LETTER: Pushing for gender pay equality in the workforce
To the Editor:
President Barack Obama’s State of the Union address was the most optimistic speech that I have heard from any politician in quite awhile. It focused on the values he feels are at stake in this country today rather than on a list of unattainable national goals.
While President Obama discussed many of the nation’s obstacles, the topic that struck me the most dealt with his view on the women’s earning gap in the workforce.
Women’s equality is still very much an issue at hand in this country. Although women have been able to vote in America since 1919, women’s suffrage efforts have, and continue to be, much more deeply embedded in the roots of this nation’s history.
Today, a large struggle for women relates to unfair payment in the workforce. While the number of women in the workforce since 1970 has increased by about 13%, the payment gap remains an issue.
According to a 2013 study based on the average female employee at age 25 working year-round, the average woman will lose $420,000 over her working lifetime due to the earnings gap.
In his address, President Obama acknowledged this fact and stated, “That’s why this Congress still needs to pass a law that makes sure a woman is paid the same as a man for doing the same work. It’s 2015. It’s time.”
As an aspiring female social worker, I believe this is imperative. In this day and age, we should not have to live in a society where it is acceptable for a woman to be viewed as any less than a man in any way.
We should not have to live with the fact that females may work just as hard as our male counterparts by doing the same job and still not be paid the same amount of money.

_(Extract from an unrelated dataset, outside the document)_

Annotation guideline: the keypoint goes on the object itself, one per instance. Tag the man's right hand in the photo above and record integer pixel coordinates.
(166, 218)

If we as a nation ever want to improve the way we function on a daily basis, we must not only admit our past mistakes but also strive to correct them for current and future generations.
Stop and ask yourself: Would you want your daughters, granddaughters or nieces to be more inclined for financial crisis simply because of her gender? I personally know what it is like to be told that I was incapable of accomplishing something because of my gender, and no woman should experience this ever again.
We are the United States of America and, frankly, I think it is time to start living up to that title. Therefore, I encourage you as citizens to advocate for yourselves; write to your local and state representatives to encourage gender equality in the workforce, and spread the word through social media and at community events.
This issue will not change if we do not act on it.
Cameron Mas is a freshman at a freshman at Salve Regina University in Newport, R.I.